"casual "

Shit You Should Care About: The Interview Series

Interviewer: Marley Melbourne (founder of "CASUAL" zine)

Interviewee: Lucy Blakiston (1/3 of the Shit You Should Care About co-founders)



MM: First of all, I want to personally thank Lucy of Shit You Should Care About (SYSCA) for participating in this interview! Our readers at “CASUAL'' Zine will have so much to learn and gain from your story. I think it is important for our readers to get to learn about SYSCA in the words of its creators. What is SYSCA?


LB: Hi! You've got me, Luce, 1/3 of SYSCA's co-founders. Ruby and Liv are my partners in crime and the other two fabulous women that helped bring SYSCA to life. What is SYSCA? Well, it's super subjective. Essentially, when we started in 2018 it was to "help people give a shit" which is what we still do today - but things have changed a little. In the beginning, we thought it was going to be about us, writing the content and being super personal - but we soon realised that it's actually not about us at all. It's about highlighting the voices and the issues that need to be highlighted in the moment. So now SYSCA is so much more than a couple of Kiwis, in fact we're pretty much anonymous on the page!

MM: It is always fascinating to learn about how large social media platforms started. Can you tell us about your initial motivation to start SYSCA?


LB: I was writing for a publication that was putting a lot of parameters on what I could and couldn't talk about. I was in my third year of Uni, studying international relations and media, so I was getting pretty invested in the news cycle and thought there needed to be a place for people to understand the world around them - without the parameters. So, I left that publication, text Rubes and Liv with this idea, and they were all for it!
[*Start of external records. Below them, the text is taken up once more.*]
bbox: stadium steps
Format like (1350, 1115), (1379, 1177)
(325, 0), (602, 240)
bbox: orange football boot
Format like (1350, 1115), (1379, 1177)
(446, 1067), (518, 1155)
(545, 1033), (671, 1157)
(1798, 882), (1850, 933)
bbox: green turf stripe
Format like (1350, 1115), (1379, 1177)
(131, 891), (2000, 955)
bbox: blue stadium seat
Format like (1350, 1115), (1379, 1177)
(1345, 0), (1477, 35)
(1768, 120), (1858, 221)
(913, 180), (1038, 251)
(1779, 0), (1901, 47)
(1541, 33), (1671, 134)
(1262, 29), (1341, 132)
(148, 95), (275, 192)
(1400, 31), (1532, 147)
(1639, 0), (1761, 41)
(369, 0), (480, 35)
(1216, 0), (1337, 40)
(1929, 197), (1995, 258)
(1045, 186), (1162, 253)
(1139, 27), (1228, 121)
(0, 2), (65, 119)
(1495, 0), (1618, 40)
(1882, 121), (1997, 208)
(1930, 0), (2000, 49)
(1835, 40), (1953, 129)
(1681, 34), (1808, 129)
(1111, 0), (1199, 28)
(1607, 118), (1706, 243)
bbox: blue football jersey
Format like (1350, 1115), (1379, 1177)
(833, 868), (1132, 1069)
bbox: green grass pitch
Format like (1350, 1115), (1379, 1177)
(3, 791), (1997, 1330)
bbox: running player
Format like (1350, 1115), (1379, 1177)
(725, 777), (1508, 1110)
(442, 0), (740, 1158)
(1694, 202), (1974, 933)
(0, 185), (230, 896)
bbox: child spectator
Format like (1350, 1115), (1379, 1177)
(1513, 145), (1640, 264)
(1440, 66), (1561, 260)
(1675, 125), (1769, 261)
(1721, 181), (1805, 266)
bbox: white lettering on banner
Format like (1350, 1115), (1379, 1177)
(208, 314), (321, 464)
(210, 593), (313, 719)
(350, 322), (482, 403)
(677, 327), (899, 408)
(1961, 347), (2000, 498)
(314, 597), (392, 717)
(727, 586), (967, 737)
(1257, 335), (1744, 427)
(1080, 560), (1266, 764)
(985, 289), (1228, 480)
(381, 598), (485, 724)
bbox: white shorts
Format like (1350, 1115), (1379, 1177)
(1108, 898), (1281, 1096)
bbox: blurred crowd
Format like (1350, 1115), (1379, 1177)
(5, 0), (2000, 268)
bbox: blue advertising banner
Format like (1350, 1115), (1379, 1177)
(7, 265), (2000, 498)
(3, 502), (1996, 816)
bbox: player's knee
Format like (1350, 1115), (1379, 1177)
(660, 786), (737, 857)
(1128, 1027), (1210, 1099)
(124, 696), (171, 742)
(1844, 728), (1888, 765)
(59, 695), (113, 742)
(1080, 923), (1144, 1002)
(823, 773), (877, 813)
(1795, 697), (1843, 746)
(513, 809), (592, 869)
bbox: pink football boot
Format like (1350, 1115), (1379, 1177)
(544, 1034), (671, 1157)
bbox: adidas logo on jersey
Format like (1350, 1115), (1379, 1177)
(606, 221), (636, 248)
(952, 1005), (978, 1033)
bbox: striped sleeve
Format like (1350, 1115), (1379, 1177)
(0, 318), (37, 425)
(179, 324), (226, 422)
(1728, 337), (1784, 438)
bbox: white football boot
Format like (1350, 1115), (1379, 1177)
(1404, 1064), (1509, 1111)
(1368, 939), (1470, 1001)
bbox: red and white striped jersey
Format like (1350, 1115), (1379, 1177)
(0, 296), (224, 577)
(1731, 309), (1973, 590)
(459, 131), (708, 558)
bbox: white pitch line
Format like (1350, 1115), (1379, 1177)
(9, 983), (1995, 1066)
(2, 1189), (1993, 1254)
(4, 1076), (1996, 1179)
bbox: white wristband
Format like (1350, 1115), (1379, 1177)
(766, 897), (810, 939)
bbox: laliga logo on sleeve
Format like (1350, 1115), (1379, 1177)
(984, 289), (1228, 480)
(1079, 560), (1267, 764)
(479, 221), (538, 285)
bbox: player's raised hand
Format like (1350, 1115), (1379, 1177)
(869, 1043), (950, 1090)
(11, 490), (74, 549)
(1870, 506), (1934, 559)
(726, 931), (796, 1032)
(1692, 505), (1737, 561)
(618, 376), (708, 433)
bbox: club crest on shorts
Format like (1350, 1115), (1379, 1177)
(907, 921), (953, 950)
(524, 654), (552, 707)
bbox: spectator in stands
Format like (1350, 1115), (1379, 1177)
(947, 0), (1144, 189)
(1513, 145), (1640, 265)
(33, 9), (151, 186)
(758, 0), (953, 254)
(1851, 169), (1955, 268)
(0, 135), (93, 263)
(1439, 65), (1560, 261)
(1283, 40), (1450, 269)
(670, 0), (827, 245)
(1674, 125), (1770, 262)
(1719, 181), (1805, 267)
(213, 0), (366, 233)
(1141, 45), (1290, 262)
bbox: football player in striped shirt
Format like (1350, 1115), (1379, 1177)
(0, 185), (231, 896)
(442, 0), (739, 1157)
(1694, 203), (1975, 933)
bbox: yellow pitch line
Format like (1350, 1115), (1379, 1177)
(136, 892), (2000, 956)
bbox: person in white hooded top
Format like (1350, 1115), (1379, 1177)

MM: Recently, SYSCA has made plenty of posts about American politics. You have covered both of Trump’s impeachments, as well as the recent storming of the Capitol. It is well known that hate messages are spread on the internet when ‘sensitive’ subjects like politics are discussed. How is SYSCA able to break the stigma around political discussions while navigating the opinionated Instagram culture?


LB: First rule: don't read the comments. Second rule: stay out of the DM's. Third rule: trust your gut. That's how we do it! I also don't think there's much stigma around talking about politics anymore. There was once a time when you just wouldn't ask who someone voted for - but now politics is something that can't be avoided. And it's a privilege to "not care" about politics, so we ignore the haters and keep doing what we do!

MM: On your Instagram account, your content is delivered largely in the form of Twitter messages complimented by vibrant, colourful backgrounds. Do you feel that the limited word count of each post makes your content unique and more accessible to a younger audience? What does your process look like when you are deciding which Tweets to post?

LB: Again, trusting my gut is the process! Also, the "tweet on colourful background" is just a formula that for some reason works. I think the small word count and funny/ sarcastic nature of the messages is what does it. People love a bit of humour, so it's always something we try to incorporate throughout the account.

MM: Many of our readers are interested in social media growth and analytics. How did you manage to amass such a large audience? Are there any key milestones that were especially important to you during that process?


LB: A few reasons can be attributed to our audience. I think it's a mixture of posting information that is both informative and funny, and it helps that a few "celebrities" follow us and jump on board with the causes we talk about (Chrissy Teigen and Ariana Grande - WHAT?). This year people have been spending a hell of a lot more time on their phones too - so there's that!

MM: It is important for “CASUAL'' readers to understand that SYSCA is so much more than just an Instagram page. SYSCA also boasts initiatives including a book club, a podcast, and a submission-based newsletter. It is so impressive! Why did you feel it was necessary to expand from Instagram into other forms of media? Do you have plans for further initiatives?


LB: Yes! We've recently launched a book club - Shit You Should Read About - which is so fun, and our podcast The Shit Show is super fun too! We wanted to expand because Instagram isn't going to be around forever - and we know that, it's also not the most demographic platform - we get shadowbanned all the time. We also wanted some spaces where we could be a bit more personal with everyone! Further initiatives are definitely on the cards, especially concerning mental health and art/culture! It's all go!

MM: It is evident that SYSCA is versatile in the current events and social justice issues that it covers. Despite the diversity of content subjects, is there one singular message that you hope to be sharing with your audience?


LB: That you don't have to be an expert to give a shit about things. We certainly aren't, but we all deserve to understand the world going on around us - without having to navigate through all the jargon/paywalls/eliteness that can be involved in current events. That, and that we are all just humans - so we need to treat each other like it.

MM: I can not thank you enough for your generosity in sharing the story of SYSCA! Your platform is an inspiration and a relevant educational tool for millions of people. When I look back on 2020—a year filled with an overwhelming number of transformative events—I will always remember that it was accounts like SYSCA who kept young people informed. The world needs accessible information! “CASUAL'' Zine says a huge thank you to SYSCA. Please use this question to say anything you would like to that you have not yet mentioned. All the best!


LB: Thank you for having us! My only message would be to just keep giving a shit. Big love to you all!